President Biden on Tuesday signed a bill, co-sponsored by U.S. Sen. Jeanne Shaheen, D-NH, to extend the PPP deadline to May 31, after it passed the Senate on a 97-2 vote last week. The House had already passed the bill the week before by a 415-3 margin.
But New Hampshire businesses, especially smaller businesses, were taking no chances. The U.S. Small Business Administration approved 1,406 forgivable loans totaling $45.3 million in the week ending March 28. Nationally, 482,551 businesses received $16 billion that week. In both cases, that’s the most loans approved in a single week since mid-January, when this second round of the PPP began.
So far, the SBA has approved nearly $212 billion in loans out of the $284 billion appropriated by Congress.
The average loan size last week was $32,246 in New Hampshire, reflecting greater participation by small businesses. Through the entire round, the average loan size has been $80,627.
Support for venues
Another group of businesses – entertainment venues – will be able to apply for assistance beginning next week.
When the Shuttered Venues Operating Grant (SVOG) was created in December, applicants had to choose between applying for that program or a second PPP loan. But the new America Rescue Plan allows them to apply for both, but only if you apply for the PPP first.
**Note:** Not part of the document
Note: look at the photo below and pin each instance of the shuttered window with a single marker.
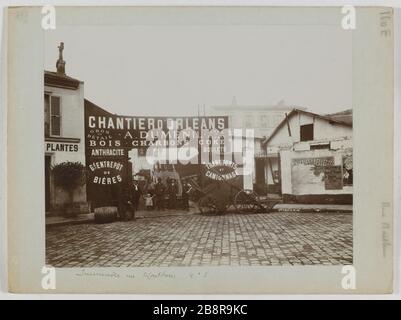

The SVOG application period is scheduled to open on April 8.
The $16.2 billion SVOG program potentially involves more money for an individual applicant than the second round PPP loan, which is now limited to $2 million. The maximum size of SVOG grants (they are not forgivable loans) is $10 million, though they can’t be more than 45% of revenue. The SBA said in a presentation Tuesday that it expected to grant 15,000 awards averaging $1 million each.
The grants can be spent generally operating expenses, with no specific percentage of it having to be payroll, mortgage payments and other loan payments.
The SVOG program will be open to the hardest-hit venues first – those that saw a 90% drop in gross revenue between April and December 2020 – and the following week to those that saw a 70% revenue drop during the period.
Then, after a review to see how much money is left, it will be opened up to others, with a requirement of at least 25% loss in revenue during any quarter of 2020 compared to the corresponding quarter of 2019.
If the money does run out, there is a chance Congress will replenish the program.